Sorry Kansans. Another false alarm where your home state was in the headline but only as a Wizard of Oz reference. For bond markets, it’s an apt allusion.
2014 was home sweet home for analysts trying to understand and predict the course of 2017. I even highlighted this a few months ago in this piece. My conclusion at the time was that the similarities to 2014 were all well and good, but that they were just a visual representation of the laws of market physics following a colossal sell-off and that it would take some fundamental motivation for the rally to continue.
As it happens, we don’t have anything remotely similar to 2014’s fundamental motivation–the inception of ECB’s full-fledged bond-buying efforts. In fact, there has arguably been the opposite sort of motivation given that the tax bill drafts have actually come together before the holidays.

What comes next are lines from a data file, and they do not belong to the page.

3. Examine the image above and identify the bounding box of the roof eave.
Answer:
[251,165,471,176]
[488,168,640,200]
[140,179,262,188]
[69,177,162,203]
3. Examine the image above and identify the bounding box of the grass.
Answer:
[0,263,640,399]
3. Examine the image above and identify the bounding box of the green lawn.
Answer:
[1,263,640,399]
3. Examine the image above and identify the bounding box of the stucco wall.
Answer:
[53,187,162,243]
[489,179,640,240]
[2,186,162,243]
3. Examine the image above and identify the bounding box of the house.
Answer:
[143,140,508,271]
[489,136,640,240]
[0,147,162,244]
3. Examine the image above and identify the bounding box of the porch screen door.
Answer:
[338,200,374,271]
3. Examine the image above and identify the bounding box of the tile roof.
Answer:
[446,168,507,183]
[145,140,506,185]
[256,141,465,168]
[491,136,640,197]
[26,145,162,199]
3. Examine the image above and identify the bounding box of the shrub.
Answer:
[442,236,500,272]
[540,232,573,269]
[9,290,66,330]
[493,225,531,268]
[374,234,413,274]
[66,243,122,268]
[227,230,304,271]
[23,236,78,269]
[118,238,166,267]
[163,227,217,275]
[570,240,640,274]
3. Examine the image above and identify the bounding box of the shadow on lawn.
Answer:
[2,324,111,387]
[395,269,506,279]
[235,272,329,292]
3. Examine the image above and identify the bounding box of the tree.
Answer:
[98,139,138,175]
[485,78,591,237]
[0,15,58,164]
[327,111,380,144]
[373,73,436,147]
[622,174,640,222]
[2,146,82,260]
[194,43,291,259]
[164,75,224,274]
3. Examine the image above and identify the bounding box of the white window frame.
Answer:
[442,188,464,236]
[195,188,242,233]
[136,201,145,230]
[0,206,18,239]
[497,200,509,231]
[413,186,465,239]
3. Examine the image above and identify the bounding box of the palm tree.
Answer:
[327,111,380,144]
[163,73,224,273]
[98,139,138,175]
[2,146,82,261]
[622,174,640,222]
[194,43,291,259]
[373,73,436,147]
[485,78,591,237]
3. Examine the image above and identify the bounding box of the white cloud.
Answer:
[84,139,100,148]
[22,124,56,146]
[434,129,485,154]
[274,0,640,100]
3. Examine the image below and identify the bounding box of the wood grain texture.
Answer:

While the possibility of a fiscal fumble is exciting for would-be bond buyers, the risk of legislative success has bonds on the ropes for now. Long-story short, whereas 2014 played host to a clean break below the 200-day moving average (not just a clean break, but the sort of “testing” and “confirmation” that technicians can only dream of), 2017’s movement around the 200-day moving average in 10yr yields has been anything but clean.
The takeaway is that we’ll continue to cope with the possibility of additional weakness, even if we can talk logically about fundamental reasons that bonds should be doing better. A closer look at current technicals suggests the same sort of slightly weaker indecision. Several of these technicals leave the door open for a positive bounce, but have definitely been shifting ominously.
As for fundamental motivation this week, we have one of the bond market’s favorite indicators of the year with Consumer Prices on Wednesday morning. We should also expect ongoing headline potential on tax bill drafts from Congress. The more it looks like consensus is achievable before Thanksgiving, the more we should worry about the trajectory of rates over the holidays.